Motivated by analysis of genetical genomics data, we introduce a sparse high dimensional multivariate regression model for studying conditional independence relationships among a set of genes adjusting for possible genetic effects. The precision matrix in the model specifies a covariate-adjusted Gaussian graph, which presents the conditional dependence structure of gene expression after the confounding genetic effects on gene expression are taken into account. We present a covariate-adjusted precision matrix estimation method using a constrained ℓ minimization, which can be easily implemented by linear programming. Asymptotic convergence rates in various matrix norms and sign consistency are established for the estimators of the regression coefficients and the precision matrix, allowing both the number of genes and the number of the genetic variants to diverge. Simulation shows that the proposed method results in significant improvements in both precision matrix estimation and graphical structure selection when compared to the standard Gaussian graphical model assuming constant means. The proposed method is also applied to analyze a yeast genetical genomics data for the identification of the gene network among a set of genes in the mitogen-activated protein kinase pathway.
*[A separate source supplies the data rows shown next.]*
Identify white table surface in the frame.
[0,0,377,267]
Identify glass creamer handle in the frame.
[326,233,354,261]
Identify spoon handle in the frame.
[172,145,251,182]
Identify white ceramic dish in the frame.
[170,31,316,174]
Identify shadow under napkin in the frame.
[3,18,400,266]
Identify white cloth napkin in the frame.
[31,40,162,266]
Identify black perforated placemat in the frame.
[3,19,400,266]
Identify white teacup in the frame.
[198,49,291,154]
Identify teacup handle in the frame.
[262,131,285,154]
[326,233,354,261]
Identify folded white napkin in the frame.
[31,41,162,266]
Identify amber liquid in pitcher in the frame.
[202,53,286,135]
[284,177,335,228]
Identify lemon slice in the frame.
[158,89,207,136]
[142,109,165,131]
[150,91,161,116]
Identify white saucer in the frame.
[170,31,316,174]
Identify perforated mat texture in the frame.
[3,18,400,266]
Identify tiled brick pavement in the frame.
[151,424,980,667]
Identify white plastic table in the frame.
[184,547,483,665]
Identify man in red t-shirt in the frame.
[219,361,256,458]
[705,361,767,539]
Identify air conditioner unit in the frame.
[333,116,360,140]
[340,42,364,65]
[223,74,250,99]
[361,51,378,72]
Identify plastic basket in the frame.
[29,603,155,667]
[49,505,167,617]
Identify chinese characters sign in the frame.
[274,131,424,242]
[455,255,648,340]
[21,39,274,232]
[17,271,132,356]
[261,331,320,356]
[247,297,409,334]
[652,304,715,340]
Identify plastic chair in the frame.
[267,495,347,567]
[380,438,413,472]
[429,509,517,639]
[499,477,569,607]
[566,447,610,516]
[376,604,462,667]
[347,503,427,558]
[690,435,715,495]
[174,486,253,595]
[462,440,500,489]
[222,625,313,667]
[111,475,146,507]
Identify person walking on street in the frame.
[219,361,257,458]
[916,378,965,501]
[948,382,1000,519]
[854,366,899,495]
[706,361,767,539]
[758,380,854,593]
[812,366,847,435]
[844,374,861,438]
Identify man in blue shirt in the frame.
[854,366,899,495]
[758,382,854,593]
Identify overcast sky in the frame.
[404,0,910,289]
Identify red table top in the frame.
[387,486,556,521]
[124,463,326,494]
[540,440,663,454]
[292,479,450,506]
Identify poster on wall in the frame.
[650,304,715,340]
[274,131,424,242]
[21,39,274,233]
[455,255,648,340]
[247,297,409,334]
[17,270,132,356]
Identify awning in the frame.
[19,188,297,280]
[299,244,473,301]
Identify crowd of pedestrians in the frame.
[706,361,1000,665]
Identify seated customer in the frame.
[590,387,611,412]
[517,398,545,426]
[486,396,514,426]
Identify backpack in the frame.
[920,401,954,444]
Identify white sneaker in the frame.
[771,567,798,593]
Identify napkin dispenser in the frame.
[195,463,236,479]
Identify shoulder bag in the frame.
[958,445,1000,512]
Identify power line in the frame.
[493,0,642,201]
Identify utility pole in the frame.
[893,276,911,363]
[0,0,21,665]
受遗传基因组学数据分析的启发,我们引入了一种稀疏高维多元回归模型,用于研究一组基因之间的条件独立关系,并对可能的遗传效应进行调整。模型中的精度矩阵指定了一个协变量调整后的高斯图,它呈现了在考虑基因表达上的混杂遗传效应后基因表达的条件依赖结构。我们提出了一种使用约束ℓ最小化的协变量调整精度矩阵估计方法,该方法可以通过线性规划轻松实现。为回归系数和精度矩阵的估计量建立了各种矩阵范数下的渐近收敛速度和符号一致性,允许基因数量和遗传变异数量都发散。模拟表明,与假设均值恒定的标准高斯图形模型相比,所提出的方法在精度矩阵估计和图形结构选择方面都有显著改进。所提出的方法还应用于分析酵母遗传基因组学数据,以识别丝裂原活化蛋白激酶途径中一组基因之间的基因网络。